Avoid double I/O operation
As we just learned, inside any checked repository, you have the .git directory that where data is stored, every interaction on the file system has to be moved back to the storage. This is how all git users do, and once all changes are ready, they store the changes (commit). However, Business Central is a web tooling, and there’s not precisely isolation of individual users, actually many users interact in a single repository at a virtually same time.
If we could solve the problem pointed in the next section (multi-user, multi-branch) we would still necessarily execute a double I/O operation, once in the file system, followed by one that moves the changes from the file system to the storage.

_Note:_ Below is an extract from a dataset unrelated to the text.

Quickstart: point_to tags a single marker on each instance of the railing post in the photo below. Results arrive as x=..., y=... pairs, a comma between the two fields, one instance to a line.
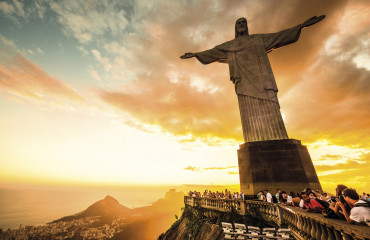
x=313, y=229
x=324, y=232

While this is an acceptable compromise for local use, this would be a significative waste of resource in a web environment.
Multiple Users and Branches
Now the most complex issue that forced Business Central to use the bare format is how to enable multiple users to interact in the same repository safely. Multiple users changing files at same time, the state of local file system could be easily messed by different users changing same data at same time, and those local changes (not yet committed) don’t have history, so we could potentially see users steps in other users toe and possibly lost essential data.
True that could be theoretically possible to workaround this issue by creating some level of hard lock mechanisms that wouldn’t allow users to open a file that another one is editing. However, it’s impractical to do similar with different branches, as it’s a two-dimensional problem, while the file system is only one dimension.
Wrapping up
This post is part of a series of posts about Business Central and Git. In this post, we explored the where, why, what and how Business Central handles it’s internal git repositories. Such information gives you a deep understanding of the architectural decisions and technical limitations behind how Business Central uses git.